Given the function $N(t) = 2(3^t) + C$, where $N$ represents the number of people infected and $t$ is the time in days, let's determine the average rate of change between day 1 and day 2.

Average Rate of Change

The average rate of change of a function $N(t)$ over an interval $[t_1, t_2]$ is calculated using the formula: $\text{Average Rate of Change} = \frac{N(t_2) - N(t_1)}{t_2 - t_1}$ For the interval from day 1 to day 2, we have:

• $t_1 = 1$
• $t_2 = 2$

The function is $N(t) = 2(3^t) + C$.

First, calculate $N(1)$ and $N(2)$:

$N(1) = 2(3^1) + C = 2 \cdot 3 + C = 6 + C$

$N(2) = 2(3^2) + C = 2 \cdot 9 + C = 18 + C$

Now, substitute these values into the formula for the average rate of change:

$\text{Average Rate of Change} = \frac{(18 + C) - (6 + C)}{2 - 1} = \frac{18 + C - 6 - C}{1} = \frac{12}{1} = 12$

Answer:

The exact form of the average rate of change between day 1 and day 2 is 12. This is the constant difference in the number of infected people per day between the two days.

Would you like any further details or explanations?
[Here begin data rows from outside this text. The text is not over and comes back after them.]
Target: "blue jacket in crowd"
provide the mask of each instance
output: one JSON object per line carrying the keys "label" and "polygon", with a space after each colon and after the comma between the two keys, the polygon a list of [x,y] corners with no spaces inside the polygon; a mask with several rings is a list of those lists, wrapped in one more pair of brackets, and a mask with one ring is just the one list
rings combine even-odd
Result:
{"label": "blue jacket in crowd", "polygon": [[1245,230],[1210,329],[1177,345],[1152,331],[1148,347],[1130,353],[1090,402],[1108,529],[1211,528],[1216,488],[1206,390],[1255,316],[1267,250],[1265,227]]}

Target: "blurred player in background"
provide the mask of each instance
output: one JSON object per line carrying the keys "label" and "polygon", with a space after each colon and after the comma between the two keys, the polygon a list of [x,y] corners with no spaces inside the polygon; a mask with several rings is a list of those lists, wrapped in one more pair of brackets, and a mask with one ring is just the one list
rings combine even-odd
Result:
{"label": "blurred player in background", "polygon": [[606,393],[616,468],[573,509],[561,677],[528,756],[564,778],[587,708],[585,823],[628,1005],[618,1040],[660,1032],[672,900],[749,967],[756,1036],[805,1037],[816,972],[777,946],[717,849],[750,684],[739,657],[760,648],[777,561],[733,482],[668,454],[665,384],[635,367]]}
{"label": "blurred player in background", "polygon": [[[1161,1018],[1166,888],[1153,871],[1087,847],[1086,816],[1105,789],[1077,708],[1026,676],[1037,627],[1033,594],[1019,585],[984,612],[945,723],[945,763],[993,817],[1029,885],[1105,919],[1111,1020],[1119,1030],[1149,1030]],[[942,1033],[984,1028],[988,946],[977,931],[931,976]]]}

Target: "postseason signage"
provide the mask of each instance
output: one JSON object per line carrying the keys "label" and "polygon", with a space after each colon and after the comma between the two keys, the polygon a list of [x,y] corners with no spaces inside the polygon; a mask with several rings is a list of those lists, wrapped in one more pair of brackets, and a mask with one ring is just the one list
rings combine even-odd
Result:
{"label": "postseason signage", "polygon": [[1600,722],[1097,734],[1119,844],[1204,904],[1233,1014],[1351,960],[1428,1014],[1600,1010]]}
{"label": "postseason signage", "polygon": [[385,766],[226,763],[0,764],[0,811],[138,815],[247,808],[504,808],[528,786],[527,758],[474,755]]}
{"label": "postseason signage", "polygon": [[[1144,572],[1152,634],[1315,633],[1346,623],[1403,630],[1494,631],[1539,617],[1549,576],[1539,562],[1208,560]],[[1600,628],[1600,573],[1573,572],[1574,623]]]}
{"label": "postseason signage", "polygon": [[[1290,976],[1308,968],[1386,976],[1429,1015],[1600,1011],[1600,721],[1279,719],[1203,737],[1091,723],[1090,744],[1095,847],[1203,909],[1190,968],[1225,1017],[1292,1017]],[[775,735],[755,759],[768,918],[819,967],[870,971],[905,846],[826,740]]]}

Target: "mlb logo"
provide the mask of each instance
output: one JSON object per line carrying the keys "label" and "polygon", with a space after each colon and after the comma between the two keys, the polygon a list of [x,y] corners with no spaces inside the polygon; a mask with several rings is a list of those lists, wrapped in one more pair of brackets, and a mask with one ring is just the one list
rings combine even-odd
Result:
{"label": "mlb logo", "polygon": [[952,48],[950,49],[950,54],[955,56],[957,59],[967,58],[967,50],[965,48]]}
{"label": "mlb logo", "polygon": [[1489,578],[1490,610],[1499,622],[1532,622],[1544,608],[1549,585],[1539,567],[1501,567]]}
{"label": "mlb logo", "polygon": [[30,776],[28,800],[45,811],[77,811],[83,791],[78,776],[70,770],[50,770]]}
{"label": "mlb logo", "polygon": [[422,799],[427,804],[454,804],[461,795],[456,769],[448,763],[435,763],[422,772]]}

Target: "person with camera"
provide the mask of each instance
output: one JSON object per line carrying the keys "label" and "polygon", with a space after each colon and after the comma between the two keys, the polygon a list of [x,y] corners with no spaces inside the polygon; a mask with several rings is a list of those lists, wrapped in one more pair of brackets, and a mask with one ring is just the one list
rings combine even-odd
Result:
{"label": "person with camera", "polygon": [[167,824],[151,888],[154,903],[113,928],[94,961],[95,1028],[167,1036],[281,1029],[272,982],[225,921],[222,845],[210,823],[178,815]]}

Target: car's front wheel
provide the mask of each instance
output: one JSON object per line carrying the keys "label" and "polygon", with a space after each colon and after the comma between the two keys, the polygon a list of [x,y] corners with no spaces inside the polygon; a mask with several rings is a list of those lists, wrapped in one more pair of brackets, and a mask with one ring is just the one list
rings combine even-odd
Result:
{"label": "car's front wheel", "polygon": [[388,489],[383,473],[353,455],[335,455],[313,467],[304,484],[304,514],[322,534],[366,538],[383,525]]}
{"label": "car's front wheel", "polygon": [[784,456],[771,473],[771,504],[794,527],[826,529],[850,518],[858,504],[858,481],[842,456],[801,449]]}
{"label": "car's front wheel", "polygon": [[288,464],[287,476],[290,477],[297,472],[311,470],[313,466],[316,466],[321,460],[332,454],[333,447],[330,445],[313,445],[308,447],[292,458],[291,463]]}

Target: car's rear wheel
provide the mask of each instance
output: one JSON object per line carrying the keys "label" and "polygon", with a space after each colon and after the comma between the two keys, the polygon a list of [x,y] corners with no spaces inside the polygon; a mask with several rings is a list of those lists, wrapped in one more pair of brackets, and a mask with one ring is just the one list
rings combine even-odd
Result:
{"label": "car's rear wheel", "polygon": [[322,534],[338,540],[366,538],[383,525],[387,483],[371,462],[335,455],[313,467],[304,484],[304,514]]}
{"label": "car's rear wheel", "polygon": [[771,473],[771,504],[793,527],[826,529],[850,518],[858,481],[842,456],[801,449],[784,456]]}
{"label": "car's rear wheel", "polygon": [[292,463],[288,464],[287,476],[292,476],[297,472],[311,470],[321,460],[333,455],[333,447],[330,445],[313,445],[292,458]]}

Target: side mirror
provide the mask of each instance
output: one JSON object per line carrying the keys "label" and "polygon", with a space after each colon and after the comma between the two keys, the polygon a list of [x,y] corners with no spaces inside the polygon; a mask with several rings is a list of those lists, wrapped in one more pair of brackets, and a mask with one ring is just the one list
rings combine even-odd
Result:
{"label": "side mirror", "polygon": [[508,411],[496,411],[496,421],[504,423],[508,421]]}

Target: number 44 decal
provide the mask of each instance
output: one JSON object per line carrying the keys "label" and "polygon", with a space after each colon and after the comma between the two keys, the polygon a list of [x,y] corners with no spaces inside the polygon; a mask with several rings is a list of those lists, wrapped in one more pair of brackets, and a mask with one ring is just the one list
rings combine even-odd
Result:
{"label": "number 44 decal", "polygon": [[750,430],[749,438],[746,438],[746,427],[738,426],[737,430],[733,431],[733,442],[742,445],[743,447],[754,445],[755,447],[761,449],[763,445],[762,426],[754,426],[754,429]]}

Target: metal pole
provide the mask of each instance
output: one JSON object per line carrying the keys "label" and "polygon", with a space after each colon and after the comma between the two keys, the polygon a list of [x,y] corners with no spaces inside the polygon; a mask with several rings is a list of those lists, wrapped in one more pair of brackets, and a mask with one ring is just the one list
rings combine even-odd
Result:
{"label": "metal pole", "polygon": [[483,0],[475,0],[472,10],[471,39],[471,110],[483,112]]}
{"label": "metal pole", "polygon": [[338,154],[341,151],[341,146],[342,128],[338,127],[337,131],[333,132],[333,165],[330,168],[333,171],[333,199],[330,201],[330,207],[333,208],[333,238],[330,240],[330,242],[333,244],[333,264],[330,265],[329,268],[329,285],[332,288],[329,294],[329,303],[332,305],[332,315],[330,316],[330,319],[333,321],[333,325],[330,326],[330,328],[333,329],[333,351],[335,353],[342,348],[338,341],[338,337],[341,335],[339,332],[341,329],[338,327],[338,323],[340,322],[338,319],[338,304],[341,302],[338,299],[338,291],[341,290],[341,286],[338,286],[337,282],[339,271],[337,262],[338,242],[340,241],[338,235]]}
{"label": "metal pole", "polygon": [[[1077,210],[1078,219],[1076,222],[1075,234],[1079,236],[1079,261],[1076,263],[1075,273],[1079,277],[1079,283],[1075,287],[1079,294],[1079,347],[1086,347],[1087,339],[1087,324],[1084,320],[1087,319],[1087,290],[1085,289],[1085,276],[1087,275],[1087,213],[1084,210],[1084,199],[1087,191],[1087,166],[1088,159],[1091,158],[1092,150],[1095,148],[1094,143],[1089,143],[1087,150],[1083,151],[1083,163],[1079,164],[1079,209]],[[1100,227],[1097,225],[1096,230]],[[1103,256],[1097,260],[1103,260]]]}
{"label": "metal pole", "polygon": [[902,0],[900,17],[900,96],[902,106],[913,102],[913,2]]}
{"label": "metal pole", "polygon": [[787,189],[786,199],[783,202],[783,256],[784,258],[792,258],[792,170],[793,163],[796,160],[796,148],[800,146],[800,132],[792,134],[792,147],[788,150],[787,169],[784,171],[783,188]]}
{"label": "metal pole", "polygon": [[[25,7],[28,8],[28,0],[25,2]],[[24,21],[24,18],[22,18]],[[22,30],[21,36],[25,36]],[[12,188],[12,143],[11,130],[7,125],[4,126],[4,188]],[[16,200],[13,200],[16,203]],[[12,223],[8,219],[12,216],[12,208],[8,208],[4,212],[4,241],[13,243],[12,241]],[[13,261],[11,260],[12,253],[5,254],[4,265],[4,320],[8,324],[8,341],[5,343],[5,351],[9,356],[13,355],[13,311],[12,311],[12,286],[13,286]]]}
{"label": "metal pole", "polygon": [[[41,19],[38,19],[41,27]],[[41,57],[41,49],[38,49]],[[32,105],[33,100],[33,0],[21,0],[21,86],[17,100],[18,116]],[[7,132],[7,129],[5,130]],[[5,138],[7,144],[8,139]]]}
Here are some related questions:

1. How would the average rate of change be affected if $C$ were negative or positive?
2. What does this rate of change suggest about the speed of the virus spread between days 1 and 2?
3. How would the average rate of change differ if the interval was between day 0 and day 2?
4. If the function had an additional term (e.g., $+5t$), how would that affect the average rate of change?
5. Could the average rate of change be zero for any interval? Under what circumstances?

Tip: Always remember that the constant $C$ in the function does not affect the rate of change; it only shifts the function vertically.